Part 1 is a highly important treatment that is not technological, but about the system now outdated to support our healthcare system, the most technolog-ically advanced in the world, with major problems in the availability of care related to economic disparities. It is not about technology, per se, but about how we allocate healthcare resources, about individuals’ roles in a not full list of lifestyle maintenance options for self-care, and about the important advances emerging out of the Affordable Care Act (ACA), impacting enormously on Medicaid, which depends on state-level acceptance, on community hospital, ambulatory, and home-care or hospice restructuring, which includes the reduction of management overhead by the formation of regional healthcare alliances, the incorporation of physicians into hospital-based practices (with the hospital collecting and distributing the Part B reimbursement to the physician, with “performance-based” targets for privileges and payment – essential to the success of an Accountable Care Organization (AC)). One problem that ACA has definitively address is the elimination of the exclusion of patients based on preconditions. One problem that has been left unresolved is the continuing existence of private policies that meet financial capabilities of the contract to provide, but which provide little value to the “purchaser” of care. This is a holdout that persists in for-profit managed care as an option. A physician response to the new system of care, largely fostered by a refusal to accept Medicaid, is the formation of direct physician-patient contracted care without an intermediary.
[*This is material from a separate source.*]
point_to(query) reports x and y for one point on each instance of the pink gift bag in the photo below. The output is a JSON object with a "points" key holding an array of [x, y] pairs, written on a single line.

In this respect, the problem is not simple, but is resolvable. A proposal for improved economic stability has been prepared by Edward Ingram. A concern for American families and businesses is substantially addressed in a macroeconomic design concept, so that financial services like housing, government, and business finance, savings and pensions, boosting confidence at every level giving everyone a better chance of success in planning their personal savings and lifetime and business finances.
Part 2 is a collection of scientific articles on the current advances in cardiac care by the best trained physicians the world has known, with mastery of the most advanced vascular instrumentation for medical or surgical interventions, the latest diagnostic ultrasound and imaging tools that are becoming outdated before the useful lifetime of the capital investment has been completed. If we tie together Part 1 and Part 2, there is ample room for considering clinical outcomes based on individual and organizational factors for best performance. This can really only be realized with considerable improvement in information infrastructure, which has miles to go. Why should this be? Because for generations of IT support systems, they are historically focused on billing and have made insignificant inroads into the front-end needs of the clinical staff.